Thursday, June 2, 2011

PRÉ-HUMANOS


"Só uma vez me explicou seriamente o que significava aquele pomar dos mortos - tivemos de nos encontrar várias vezes, e ela percebeu que aquele bosque me aterrorizava. Na Cólquida, disse, só as mulheres eram enterradas, os cadáveres dos homens eram pendurados das árvores até que os pássaros os limpassem, deixando apenas os esqueletos, que depois eram depositados, por famílias, em necrópoles nas cavernas rochosas, era um método limpo e digno, não entendia o que me perturbava tanto nisso. Tudo, mais ou menos, mas em especial a ideia dos pássaros a debicarem um cadáver humano e a comê-lo como qualquer outra carne morta. Fiz-lhe notar que o morto devia ser enterrado ou deposto no seu túmulo de rocha fisicamente intacto, para poder fazer a sua jornada pelo Hades e chegar ao Além. Ela contrapunha que os mortos já não tinham alma, que ela escapa incólume e é venerada na Cólquida em lugares próprios. Para que se desse o seu renascimento num outro corpo, a deusa voltava a juntar os corpos destroçados dos mortos.
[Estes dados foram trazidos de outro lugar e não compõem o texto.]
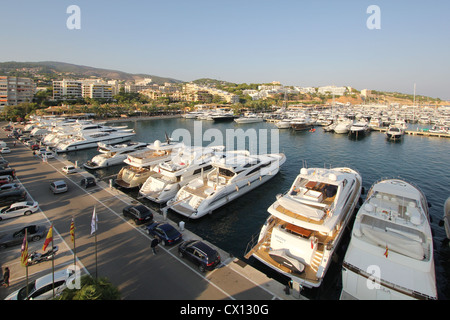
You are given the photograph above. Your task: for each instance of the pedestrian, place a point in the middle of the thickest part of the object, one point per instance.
(154, 244)
(6, 277)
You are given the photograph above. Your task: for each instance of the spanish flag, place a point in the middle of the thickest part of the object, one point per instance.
(49, 238)
(72, 231)
(24, 251)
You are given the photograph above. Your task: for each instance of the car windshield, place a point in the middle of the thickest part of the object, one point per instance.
(22, 294)
(170, 232)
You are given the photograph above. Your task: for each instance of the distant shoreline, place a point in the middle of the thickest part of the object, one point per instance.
(113, 120)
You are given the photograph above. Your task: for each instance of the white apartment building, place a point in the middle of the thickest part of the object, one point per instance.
(337, 91)
(15, 90)
(75, 89)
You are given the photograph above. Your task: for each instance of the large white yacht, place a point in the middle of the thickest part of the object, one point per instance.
(111, 155)
(343, 127)
(91, 140)
(188, 164)
(235, 173)
(141, 165)
(306, 224)
(249, 118)
(390, 255)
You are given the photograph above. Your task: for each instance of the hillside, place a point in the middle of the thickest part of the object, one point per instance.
(45, 71)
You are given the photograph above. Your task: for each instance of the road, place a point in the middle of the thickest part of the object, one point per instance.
(123, 249)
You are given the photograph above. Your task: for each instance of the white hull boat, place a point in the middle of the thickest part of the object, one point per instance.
(390, 254)
(234, 174)
(306, 224)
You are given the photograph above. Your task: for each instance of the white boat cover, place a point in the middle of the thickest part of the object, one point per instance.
(301, 209)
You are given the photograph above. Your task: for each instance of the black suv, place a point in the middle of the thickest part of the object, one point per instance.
(11, 196)
(205, 257)
(139, 213)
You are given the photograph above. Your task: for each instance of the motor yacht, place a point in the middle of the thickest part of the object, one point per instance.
(283, 124)
(390, 254)
(141, 165)
(395, 132)
(91, 140)
(234, 174)
(111, 155)
(249, 118)
(188, 164)
(306, 224)
(301, 123)
(343, 127)
(359, 129)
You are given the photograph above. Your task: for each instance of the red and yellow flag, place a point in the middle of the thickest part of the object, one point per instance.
(49, 238)
(72, 231)
(24, 251)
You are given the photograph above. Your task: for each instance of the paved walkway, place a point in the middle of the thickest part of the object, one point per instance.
(123, 249)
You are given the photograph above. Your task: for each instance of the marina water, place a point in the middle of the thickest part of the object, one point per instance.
(421, 160)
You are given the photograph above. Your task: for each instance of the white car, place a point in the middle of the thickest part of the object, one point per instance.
(19, 209)
(69, 169)
(42, 289)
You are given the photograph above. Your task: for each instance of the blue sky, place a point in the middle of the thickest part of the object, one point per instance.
(306, 43)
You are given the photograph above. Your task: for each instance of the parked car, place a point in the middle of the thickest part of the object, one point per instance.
(10, 186)
(88, 182)
(8, 197)
(5, 180)
(7, 172)
(69, 169)
(42, 288)
(34, 233)
(59, 186)
(205, 257)
(4, 163)
(19, 209)
(164, 232)
(140, 213)
(47, 154)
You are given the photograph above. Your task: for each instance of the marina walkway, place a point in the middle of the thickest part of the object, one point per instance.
(123, 249)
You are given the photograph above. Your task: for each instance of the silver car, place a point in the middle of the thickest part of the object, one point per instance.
(58, 186)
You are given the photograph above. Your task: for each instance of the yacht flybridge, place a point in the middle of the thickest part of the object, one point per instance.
(141, 165)
(234, 174)
(111, 155)
(190, 163)
(392, 237)
(307, 222)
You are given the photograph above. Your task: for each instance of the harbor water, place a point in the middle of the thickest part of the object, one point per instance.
(418, 159)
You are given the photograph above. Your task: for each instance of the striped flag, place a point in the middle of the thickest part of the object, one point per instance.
(94, 222)
(72, 231)
(49, 238)
(24, 251)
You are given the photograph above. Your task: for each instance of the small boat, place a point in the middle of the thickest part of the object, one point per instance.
(249, 118)
(395, 132)
(111, 155)
(391, 234)
(190, 163)
(234, 174)
(306, 224)
(141, 165)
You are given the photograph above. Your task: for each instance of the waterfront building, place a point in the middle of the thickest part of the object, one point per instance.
(15, 90)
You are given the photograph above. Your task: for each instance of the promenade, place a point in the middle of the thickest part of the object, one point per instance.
(123, 249)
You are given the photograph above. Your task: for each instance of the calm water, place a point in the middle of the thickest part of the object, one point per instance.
(421, 160)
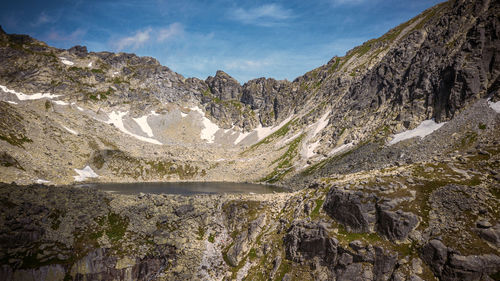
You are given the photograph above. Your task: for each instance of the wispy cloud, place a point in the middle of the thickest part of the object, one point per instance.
(43, 18)
(174, 29)
(265, 15)
(147, 35)
(75, 36)
(135, 41)
(347, 2)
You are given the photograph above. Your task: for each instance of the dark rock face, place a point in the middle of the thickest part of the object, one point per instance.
(351, 209)
(307, 243)
(360, 212)
(304, 241)
(449, 265)
(224, 86)
(490, 234)
(437, 71)
(395, 225)
(80, 51)
(244, 241)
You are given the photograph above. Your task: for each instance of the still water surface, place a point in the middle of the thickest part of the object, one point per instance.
(185, 188)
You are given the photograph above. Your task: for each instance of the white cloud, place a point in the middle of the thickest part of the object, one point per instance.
(73, 37)
(141, 37)
(43, 18)
(265, 15)
(171, 31)
(135, 41)
(347, 2)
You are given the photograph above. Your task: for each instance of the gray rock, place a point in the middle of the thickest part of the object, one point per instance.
(492, 235)
(395, 225)
(244, 241)
(304, 241)
(351, 209)
(449, 265)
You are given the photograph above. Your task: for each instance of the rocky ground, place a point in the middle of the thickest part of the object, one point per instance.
(418, 221)
(361, 206)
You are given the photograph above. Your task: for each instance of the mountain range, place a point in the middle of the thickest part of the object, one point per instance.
(390, 153)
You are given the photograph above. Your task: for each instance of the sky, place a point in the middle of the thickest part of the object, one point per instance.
(248, 39)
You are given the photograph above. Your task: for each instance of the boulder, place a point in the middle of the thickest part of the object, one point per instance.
(395, 225)
(244, 241)
(352, 209)
(449, 265)
(305, 241)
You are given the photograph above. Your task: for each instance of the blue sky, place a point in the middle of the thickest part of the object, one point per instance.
(247, 39)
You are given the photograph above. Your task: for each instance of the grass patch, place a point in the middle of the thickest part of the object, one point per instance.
(117, 226)
(279, 133)
(285, 164)
(201, 232)
(16, 140)
(315, 213)
(211, 238)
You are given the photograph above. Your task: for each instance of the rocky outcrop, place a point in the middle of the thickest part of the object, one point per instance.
(308, 243)
(224, 86)
(365, 212)
(352, 209)
(435, 71)
(244, 241)
(395, 225)
(305, 241)
(449, 265)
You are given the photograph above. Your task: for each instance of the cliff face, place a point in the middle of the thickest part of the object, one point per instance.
(397, 143)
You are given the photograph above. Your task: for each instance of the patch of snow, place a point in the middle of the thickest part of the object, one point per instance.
(116, 118)
(42, 181)
(209, 128)
(85, 173)
(22, 96)
(71, 131)
(242, 273)
(425, 128)
(212, 256)
(310, 149)
(495, 106)
(66, 61)
(288, 140)
(60, 102)
(321, 124)
(143, 123)
(262, 132)
(341, 148)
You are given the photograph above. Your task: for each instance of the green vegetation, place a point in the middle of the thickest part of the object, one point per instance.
(97, 71)
(117, 226)
(333, 68)
(285, 164)
(48, 105)
(201, 232)
(211, 238)
(55, 217)
(16, 140)
(278, 134)
(315, 213)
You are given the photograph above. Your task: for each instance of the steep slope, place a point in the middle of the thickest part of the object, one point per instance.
(397, 142)
(430, 67)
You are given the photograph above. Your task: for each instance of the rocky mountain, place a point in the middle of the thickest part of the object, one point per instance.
(390, 153)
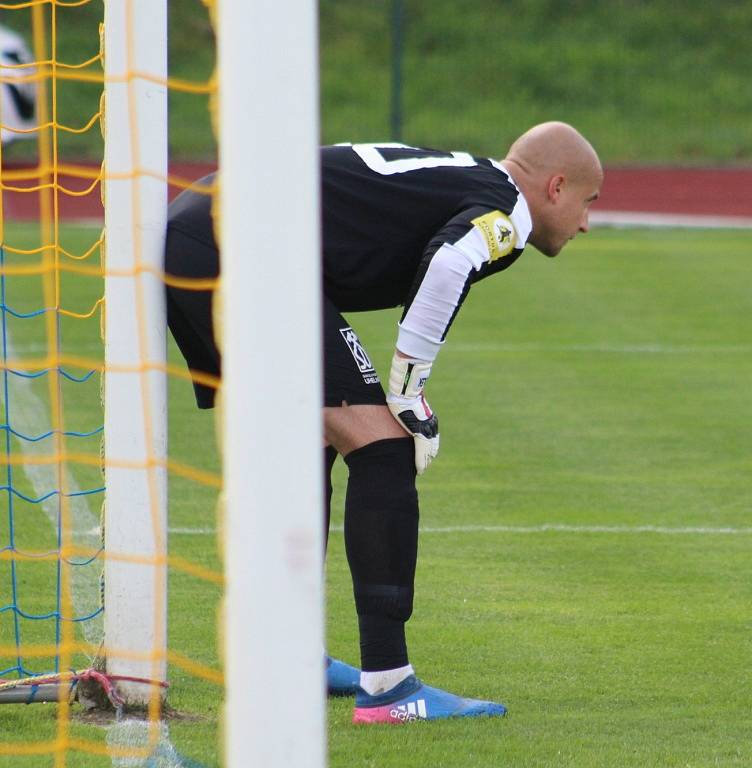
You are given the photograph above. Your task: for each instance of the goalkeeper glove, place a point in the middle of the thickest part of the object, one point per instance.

Estas eram as crenças da Cólquida. E observava-me atentamente enquanto ia falando. E o importante não seria, afinal, perguntou por fim, saber que sentido se atribui a uma acção? Esta ideia era-me estranha, não tinha dúvidas, e não as tenho hoje, de que só há uma maneira correcta de venerar os nossos mortos, todas as outras são inaceitáveis. Mas não sei por que razão ela me perguntou depois se entre nós, nas terras do Sol poente, se faziam sacrifícios humanos. Claro que não!, disse eu, chocado. Ela inclinou a cabeça e olhou-me, inquisidora. Não? Nem mesmo em casos extremos? Eu continuei a dizer que não, e ela concluiu, pensativa: Então é assim? Talvez tenham razão."
Christa Wolf, Medeia.Vozes, trad. João Barrrento, Lisboa: Cotovia, 1996, pp. 55-56.